例:KANEKO Seiichi (1967)

デフリンピアンの証

さらに国際ろう者スポーツ委員会(ICSD) サイトでは過去大会への出場履歴まで分かるようになっている。加えて全大会全選手の出場種目と入賞以上はその結果も分かるようになっている。出場の証がずっと管理されて残ってゆくことは選手にとっても非常に光栄だし、他国の選手のことも分かって面白い。

例:KANEKO Seiichi (1967)
顔写真が未だない・・・のは今回のマラソン選手は遅れて現地入りしたため(泣)

アイルランドのこの彼、なんと4大会前のコペンハーゲン大会(当時15歳)では水泳のバタフライとメドレーリレーの選手として出場している(!)、リレーでは銀メダルというから凄い。

今回の日本チームも15歳の水泳選手が金メダルを獲った、前回は16歳選手が金2、銀1だったように水泳は若い学齢期の選手の活躍するケースが多い、20代ともなると逆に苦しい・・・というようなことを僕も関空行きの水泳チーム選手らと帰りの桃園空港で話していたのだけれど(向こうも陸上やマラソンのことに興味を持ってくれて楽しかった、もっと話したかったのだが搭乗時間になってしまった)、それにしてもバタフライから陸上の長距離に転向とは!

まあでも彼も5千の記録がいいように、水泳で心肺能力が常人を上回って鍛えられている分、長距離にも力を発揮できそうである。水泳チーム選手らにとって短い選手寿命のことは死活的なことでもあろうから、この例を教えて上げたかったな。今度、会ったら陸上への転向を薦めてみよう。

下見バスの時から明るいなぁ、と思っていた通りでアイルランドチームの旗手を務めていたのかな? チーム内でも非常に人気者といった感じだった。

恐るべしベテラン

スタート後
スタート後

再掲写真右側、青・白・赤のトリコロールユニフォームがフランスのTOUNSI選手。

彼はデフリンピック大会記録(2時間24分18秒)と世界ろう者マラソン記録(2時間14分45秒)の保持者。いずれも20年前、27歳の時に出した記録。
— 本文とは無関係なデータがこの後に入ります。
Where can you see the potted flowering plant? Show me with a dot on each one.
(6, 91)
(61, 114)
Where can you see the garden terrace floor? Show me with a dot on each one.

メルボルン時のブログでも述べたけれど、ちょうど僕の今回の記録がベストから12分遅れているように、シーズンレースと真夏のデフリンピックとではどうしてもかなりのタイム差が出てしまう。


画像出典:2009年臺北聽障奧林匹克運動會(デフリンピック公式サイト)

僕はメルボルン大会前からTOUNSI選手の名前は知っていたけれど、もう「過去の」選手とばかり思っていた。それが昨年の世界選手権で選手として出場しているを知ったときにまず驚いた。セレモニー的な招待選手かと思いきや、48歳になった今もバリバリの現役。今回のレースも日本勢に続く5位入賞。10000mは32分47秒で6位入賞。

48歳で32分台・・・って凄すぎる! 何度もいうようだけれど、前回も今回も、ここに書いたタイムは全て気温35度前後でかつ終始湿度70%超の台北でのコンディション下でのこと。通常なら1万mで1分以上は違っている。20年前の2時間14分といったら、今だったらサブテンクラスの実力。しかも出場した大会はロンドンやベルリンのような高速レースだったわけでもなかったよう。本当に今回優勝のケニアKIPTUM選手といい、デフリンピックのトップレベルは聴者レベルと何ら遜色ない。

それにしても48歳、20年を経て3度目のデフリンピック出場・・・。日本選手団もMASAHITOさん(44歳)と僕(42歳)と2人もいい年だけれど、まだまだ引退できないね。

非常に気さくでゴール後は彼の方から記念撮影を依頼された。世界記録保持者と一緒のレースを走ってツーショットにも収まるなんてこの上ない名誉なのに残念ながら僕のカメラでは撮影されていない。もう一度、写真を撮るべく次回を目指さねば。

今日のNHKゆうゆうワイド
今日のNHKゆうゆうワイド

今日のNHKゆうゆうワイドに出演させていただきました。本当に好意的に取り上げていただき感謝しきりです。ありがとうございました。(出発前に気合いを入れて切ってから向かった髪も今まただいぶ伸びました)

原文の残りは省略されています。